Some actions can’t be compensated. You sent an email notification - you can’t unsend it. You charged a credit card - refunds take days and cost fees. Design sagas so uncompensatable actions happen last.

Partial failures create inconsistent states. Payment succeeded but calendar service is down. The saga fails, tries to refund payment, but refund API is also down. You’re stuck with a charged customer and no reservation. You need monitoring that alerts on stuck sagas and manual intervention processes.

When sagas work well: E-commerce order processing, booking systems, anything with clear rollback semantics. The operations have natural compensation (cancel order, refund payment, release inventory).

When sagas are wrong: Anything requiring strong consistency across services. If you’re doing sagas to work around the fact that your service boundaries are wrong, fix the boundaries instead.

Enterprise Domain-Driven Design

Tactical Patterns for Complex Domains

DDD tactical patterns (entities, value objects, aggregates) matter when your domain is complex enough that organizing it incorrectly creates bugs.

Entities vs Value Objects:

An entity has identity - two instances with the same data are still different if they have different IDs. A value object has no identity - two instances with same data are identical.

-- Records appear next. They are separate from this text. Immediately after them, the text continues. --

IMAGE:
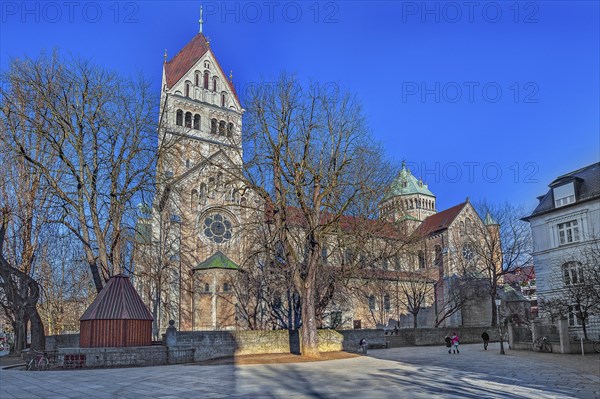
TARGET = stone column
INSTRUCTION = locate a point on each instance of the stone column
(563, 331)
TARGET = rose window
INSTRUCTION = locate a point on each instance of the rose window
(217, 228)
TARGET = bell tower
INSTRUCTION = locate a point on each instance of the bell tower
(407, 199)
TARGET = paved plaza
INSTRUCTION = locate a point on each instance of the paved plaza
(417, 372)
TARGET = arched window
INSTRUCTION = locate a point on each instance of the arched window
(206, 80)
(211, 187)
(572, 273)
(243, 203)
(438, 255)
(194, 197)
(386, 303)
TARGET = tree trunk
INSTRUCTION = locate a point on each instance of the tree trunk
(310, 341)
(38, 338)
(494, 313)
(584, 328)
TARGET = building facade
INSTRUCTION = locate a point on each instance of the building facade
(565, 228)
(192, 241)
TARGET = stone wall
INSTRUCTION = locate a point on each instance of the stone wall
(53, 342)
(214, 344)
(435, 336)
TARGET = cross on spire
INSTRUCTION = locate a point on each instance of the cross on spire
(201, 21)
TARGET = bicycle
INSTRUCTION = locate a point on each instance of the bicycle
(38, 362)
(543, 345)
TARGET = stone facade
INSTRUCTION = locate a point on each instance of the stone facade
(202, 209)
(565, 228)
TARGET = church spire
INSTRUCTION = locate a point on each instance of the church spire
(201, 21)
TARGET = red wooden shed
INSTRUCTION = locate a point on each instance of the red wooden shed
(117, 317)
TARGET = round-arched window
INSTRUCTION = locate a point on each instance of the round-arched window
(468, 252)
(217, 228)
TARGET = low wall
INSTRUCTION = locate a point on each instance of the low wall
(214, 344)
(435, 336)
(53, 342)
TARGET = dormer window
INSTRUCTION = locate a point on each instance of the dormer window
(564, 195)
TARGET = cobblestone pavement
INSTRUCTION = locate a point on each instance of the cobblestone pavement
(422, 372)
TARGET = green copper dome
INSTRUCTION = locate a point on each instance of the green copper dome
(407, 184)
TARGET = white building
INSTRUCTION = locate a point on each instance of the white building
(565, 228)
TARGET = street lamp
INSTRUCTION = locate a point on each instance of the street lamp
(499, 325)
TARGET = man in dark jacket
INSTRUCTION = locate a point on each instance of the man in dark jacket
(486, 339)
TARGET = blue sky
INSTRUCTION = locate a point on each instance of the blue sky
(490, 100)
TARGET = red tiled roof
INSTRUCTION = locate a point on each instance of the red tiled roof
(521, 274)
(440, 221)
(118, 300)
(185, 59)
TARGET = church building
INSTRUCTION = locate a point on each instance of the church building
(191, 246)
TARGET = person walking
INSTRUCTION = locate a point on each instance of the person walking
(455, 341)
(486, 339)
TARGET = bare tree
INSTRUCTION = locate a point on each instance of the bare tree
(100, 128)
(24, 213)
(575, 289)
(500, 245)
(309, 159)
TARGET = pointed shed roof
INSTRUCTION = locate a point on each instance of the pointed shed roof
(185, 59)
(441, 220)
(118, 300)
(217, 261)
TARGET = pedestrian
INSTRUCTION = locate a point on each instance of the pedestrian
(486, 339)
(455, 341)
(448, 344)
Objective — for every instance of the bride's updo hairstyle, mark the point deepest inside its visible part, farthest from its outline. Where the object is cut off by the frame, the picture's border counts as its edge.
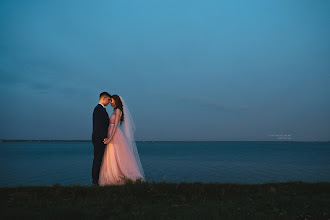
(119, 105)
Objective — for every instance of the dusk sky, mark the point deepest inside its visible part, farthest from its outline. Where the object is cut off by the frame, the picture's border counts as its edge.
(188, 70)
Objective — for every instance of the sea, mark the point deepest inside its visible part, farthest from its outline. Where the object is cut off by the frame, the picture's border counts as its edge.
(70, 163)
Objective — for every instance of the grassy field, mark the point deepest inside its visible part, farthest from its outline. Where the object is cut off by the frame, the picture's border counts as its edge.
(162, 200)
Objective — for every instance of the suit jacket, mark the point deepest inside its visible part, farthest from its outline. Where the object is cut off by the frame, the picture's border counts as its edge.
(100, 123)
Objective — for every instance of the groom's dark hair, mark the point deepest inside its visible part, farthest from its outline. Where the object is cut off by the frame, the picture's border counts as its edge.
(105, 94)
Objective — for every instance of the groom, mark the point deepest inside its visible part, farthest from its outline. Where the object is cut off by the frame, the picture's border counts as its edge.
(100, 132)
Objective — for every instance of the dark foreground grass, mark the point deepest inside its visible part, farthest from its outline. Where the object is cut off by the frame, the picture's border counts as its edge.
(150, 200)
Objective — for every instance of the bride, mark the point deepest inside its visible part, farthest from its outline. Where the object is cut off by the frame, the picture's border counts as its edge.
(121, 159)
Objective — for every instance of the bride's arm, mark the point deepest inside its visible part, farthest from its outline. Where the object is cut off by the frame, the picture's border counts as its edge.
(118, 116)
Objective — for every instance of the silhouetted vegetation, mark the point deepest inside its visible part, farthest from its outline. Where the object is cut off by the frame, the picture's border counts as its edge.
(162, 200)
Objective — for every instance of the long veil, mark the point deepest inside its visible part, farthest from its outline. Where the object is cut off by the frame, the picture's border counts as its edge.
(129, 129)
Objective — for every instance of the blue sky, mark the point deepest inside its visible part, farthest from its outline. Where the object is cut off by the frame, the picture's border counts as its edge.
(189, 70)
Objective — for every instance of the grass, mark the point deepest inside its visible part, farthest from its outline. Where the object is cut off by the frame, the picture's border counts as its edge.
(165, 200)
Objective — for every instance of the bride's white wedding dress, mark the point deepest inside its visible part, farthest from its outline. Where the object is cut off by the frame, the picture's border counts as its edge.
(120, 160)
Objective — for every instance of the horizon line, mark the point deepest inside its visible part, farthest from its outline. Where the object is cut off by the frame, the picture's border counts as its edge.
(50, 140)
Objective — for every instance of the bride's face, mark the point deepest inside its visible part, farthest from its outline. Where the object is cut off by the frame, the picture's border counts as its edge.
(112, 102)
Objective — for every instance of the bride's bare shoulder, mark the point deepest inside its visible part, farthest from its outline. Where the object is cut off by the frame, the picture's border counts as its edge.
(118, 111)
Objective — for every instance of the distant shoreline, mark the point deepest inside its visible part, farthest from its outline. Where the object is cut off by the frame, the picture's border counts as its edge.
(147, 141)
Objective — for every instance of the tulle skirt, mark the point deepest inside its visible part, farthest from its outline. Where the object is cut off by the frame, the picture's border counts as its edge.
(118, 162)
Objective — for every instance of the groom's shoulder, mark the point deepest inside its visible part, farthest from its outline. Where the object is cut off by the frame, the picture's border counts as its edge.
(97, 107)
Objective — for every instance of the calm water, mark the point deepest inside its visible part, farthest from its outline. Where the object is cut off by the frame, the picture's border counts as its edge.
(46, 163)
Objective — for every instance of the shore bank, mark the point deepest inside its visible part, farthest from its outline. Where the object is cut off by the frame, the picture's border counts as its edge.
(150, 200)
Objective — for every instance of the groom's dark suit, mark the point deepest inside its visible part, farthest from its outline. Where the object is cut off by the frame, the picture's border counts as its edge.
(100, 131)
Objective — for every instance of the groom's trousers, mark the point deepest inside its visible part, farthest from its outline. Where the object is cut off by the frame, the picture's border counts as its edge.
(98, 156)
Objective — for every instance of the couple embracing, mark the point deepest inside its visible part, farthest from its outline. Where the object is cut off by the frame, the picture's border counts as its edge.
(116, 158)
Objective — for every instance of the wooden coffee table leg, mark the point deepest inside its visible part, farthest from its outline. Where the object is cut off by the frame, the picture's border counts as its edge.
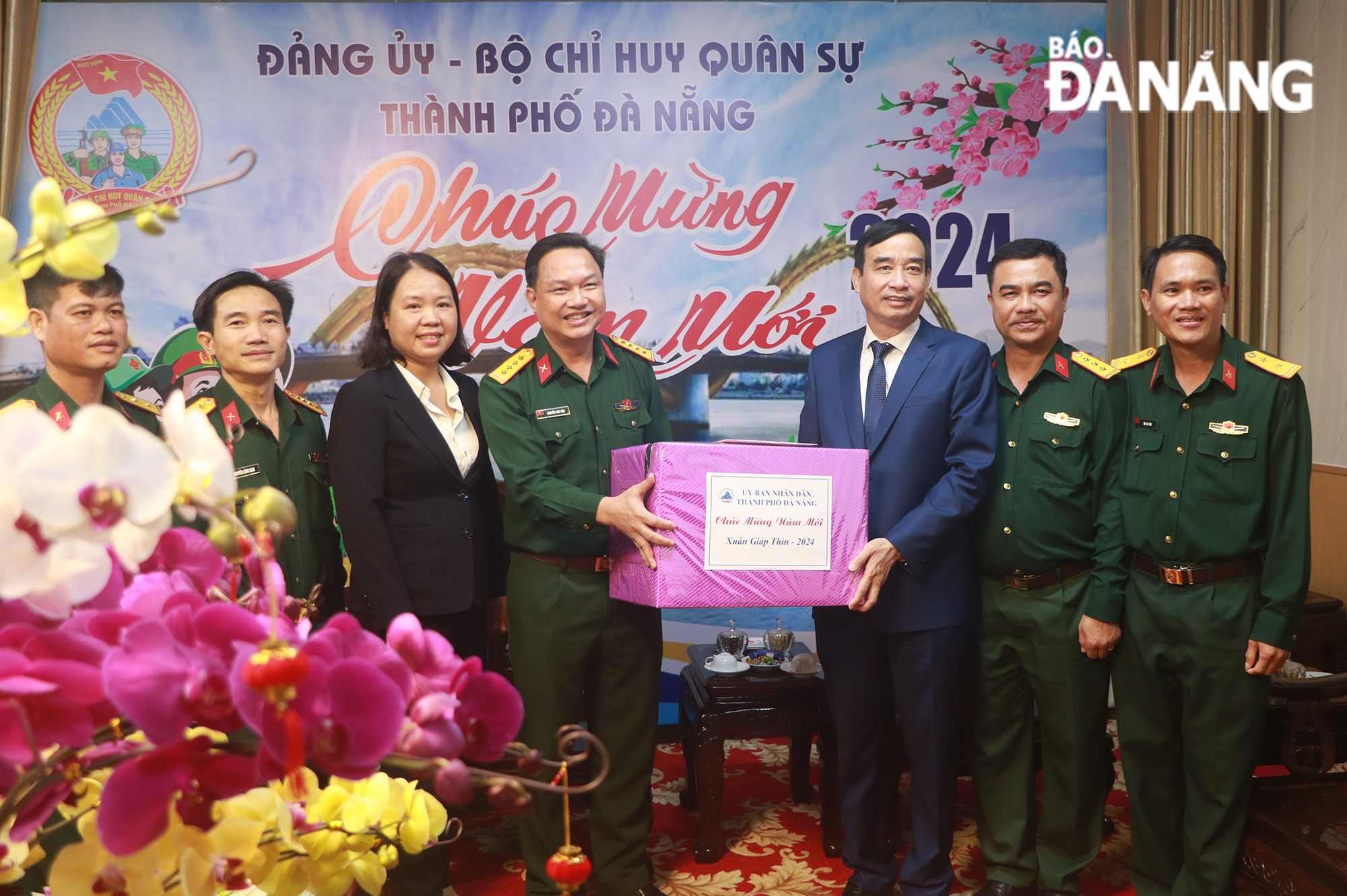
(802, 792)
(832, 809)
(711, 792)
(688, 728)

// Entity: User identity matters
class User {
  id: string;
  email: string;
  name: string;

  // Two users with same email/name are different people
  equals(other: User): boolean {
    return this.id === other.id;
  }
}

// Value Object: Money has no identity
class Money {
  amount: number;
  currency: string;

  // Two Money instances with same amount/currency are identical
  equals(other: Money): boolean {
    return this.amount === other.amount &&
           this.currency === other.currency;
  }

  // Value objects are immutable - operations return new instances
  add(other: Money): Money {
    if (this.currency !== other.currency) {
      throw new Error('Cannot add different currencies');
    }
    return new Money(this.amount + other.amount, this.currency);
  }
}

Why this matters: Value objects are immutable and comparable by value. This makes them safe to share and cache. Entities need careful lifecycle management and can’t be cached by value.

Aggregate Design

Aggregates are consistency boundaries. Everything inside an aggregate changes together in a transaction. Changes across aggregates are eventually consistent.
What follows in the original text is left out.